You go learn Chinese. I will go learn French so I can work anywhere throughout Europe…they are better engineers anyway.
Phil, I think it’s great that you’re learning a new language – especially one as tricky and varied as Chinese. Personally, I’d like to learn Japanese. However, to be doing it based on the notion that China is the new manufacturing power house, and will always be that way, is a bit short sighted. China is merely the flavor of the month. What will the popular flavor change to three years from now? As the Chinese manufacturing infrastructure matures, labor will demand wages and benefits on par with those of other developed nations. Suddenly, manufacturing iPads in Shenzhen will no longer be the cheap option. China’s manufacturing bubble will burst, and the show will move on to the next up-and-coming developing economy. It’s certainly happened here, it happened in India, it will happen in China. There’s no stopping the process, it’s an economic "cycle of life". This can already be seen in some manufacturing moving over to Viet Nam and – Oh my goodness – North Korea. All I’m saying is, keep your language learning options open. The only certainty is that things change.

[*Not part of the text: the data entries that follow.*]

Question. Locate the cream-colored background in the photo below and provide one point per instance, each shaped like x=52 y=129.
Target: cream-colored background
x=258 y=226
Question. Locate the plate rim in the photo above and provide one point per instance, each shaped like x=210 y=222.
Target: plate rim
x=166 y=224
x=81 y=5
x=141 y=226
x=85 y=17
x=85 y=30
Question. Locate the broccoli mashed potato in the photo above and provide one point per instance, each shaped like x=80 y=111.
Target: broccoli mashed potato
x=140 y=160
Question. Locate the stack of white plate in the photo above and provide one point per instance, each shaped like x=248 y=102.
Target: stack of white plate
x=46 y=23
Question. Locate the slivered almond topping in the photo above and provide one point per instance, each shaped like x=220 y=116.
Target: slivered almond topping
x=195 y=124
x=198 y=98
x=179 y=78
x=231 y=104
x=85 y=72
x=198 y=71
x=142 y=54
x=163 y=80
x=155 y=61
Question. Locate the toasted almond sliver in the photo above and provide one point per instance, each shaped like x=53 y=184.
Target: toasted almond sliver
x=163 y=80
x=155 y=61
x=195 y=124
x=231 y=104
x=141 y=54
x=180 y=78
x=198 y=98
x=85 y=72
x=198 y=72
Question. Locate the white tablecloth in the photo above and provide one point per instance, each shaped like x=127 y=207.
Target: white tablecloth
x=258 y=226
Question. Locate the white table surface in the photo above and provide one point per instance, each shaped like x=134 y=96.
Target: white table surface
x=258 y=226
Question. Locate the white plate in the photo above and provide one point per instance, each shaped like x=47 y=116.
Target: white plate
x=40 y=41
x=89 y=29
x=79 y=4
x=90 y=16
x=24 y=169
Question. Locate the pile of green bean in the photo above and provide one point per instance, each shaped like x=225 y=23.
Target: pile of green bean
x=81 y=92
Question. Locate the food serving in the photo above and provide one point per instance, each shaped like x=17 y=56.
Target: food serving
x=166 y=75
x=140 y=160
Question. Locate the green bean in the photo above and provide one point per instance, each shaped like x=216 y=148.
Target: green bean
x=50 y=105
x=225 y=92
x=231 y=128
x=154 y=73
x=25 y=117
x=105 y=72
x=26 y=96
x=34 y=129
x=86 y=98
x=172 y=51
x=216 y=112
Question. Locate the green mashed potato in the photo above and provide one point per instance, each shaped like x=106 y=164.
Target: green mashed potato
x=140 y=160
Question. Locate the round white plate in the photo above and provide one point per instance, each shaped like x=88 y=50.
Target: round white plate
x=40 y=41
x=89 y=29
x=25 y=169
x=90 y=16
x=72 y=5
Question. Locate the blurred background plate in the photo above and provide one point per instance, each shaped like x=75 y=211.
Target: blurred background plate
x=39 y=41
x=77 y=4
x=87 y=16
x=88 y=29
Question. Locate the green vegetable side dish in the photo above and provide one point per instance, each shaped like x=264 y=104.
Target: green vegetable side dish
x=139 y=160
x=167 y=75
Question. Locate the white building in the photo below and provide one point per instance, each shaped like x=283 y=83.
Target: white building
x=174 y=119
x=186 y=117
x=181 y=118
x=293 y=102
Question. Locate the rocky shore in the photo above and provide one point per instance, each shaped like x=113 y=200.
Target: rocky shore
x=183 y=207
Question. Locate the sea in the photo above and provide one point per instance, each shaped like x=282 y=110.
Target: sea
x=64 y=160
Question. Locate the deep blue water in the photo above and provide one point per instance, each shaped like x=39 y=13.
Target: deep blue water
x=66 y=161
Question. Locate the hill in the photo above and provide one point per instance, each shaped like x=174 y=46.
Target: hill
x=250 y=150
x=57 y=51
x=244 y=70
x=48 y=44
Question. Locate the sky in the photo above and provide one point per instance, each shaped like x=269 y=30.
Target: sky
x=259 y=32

@joe – knowing chinese is helpful for many languages so we think knowing english and mandarin keep our options very open. between phil and ladyada we have english, hebrew, some japanese, some spanish, some french and now – chinese. that’s prettty good we think.
we do not think “china’s manufacturing bubble will burst” but only time will tell, phil’s article can be re-visited in 5 years and we’ll see how things matched up 🙂
One of the few places left is Africa and it is curious to see China starting to invest there.
My take away from his article is "Watch out, China will overtake the US so you better learn to speak Chinese!" When China does become the #1 economy that will not change the fact that business is done in English. Isolated cases of a language barrier? Sure, and that it with any language.
Remember, the gate keepers are in North America and Europe. China is a manufacturing hub. In terms of quality and design expertise they are subpar.
I have been to Quanta, Hisense, Haier, TCL, Foxxconn, and other companies in Shenzhen, Qingdao, etc. You will be surprised at the quality (I use that term loosley) of product. China’s lack of technical ability and quality assurance is trumped by one thing: money. They want CHEAP – design robustness be damned. Chinese companies rely on the expertise of American and European engineers for smartphone, computer, tablet, and automotive designs. You will be surprised how many Chinese engineers have no clue how a circuit works when I ask them. They simply pulled it from multiple reference designs that are bolted together from what they find on the web.
Going back to learning Chinese, I would argue that it is not a requirement even for those who deal with China. As a matter of personal growth? Absolutely. But I do not agree that one needs to know Chinese to work or do business in China.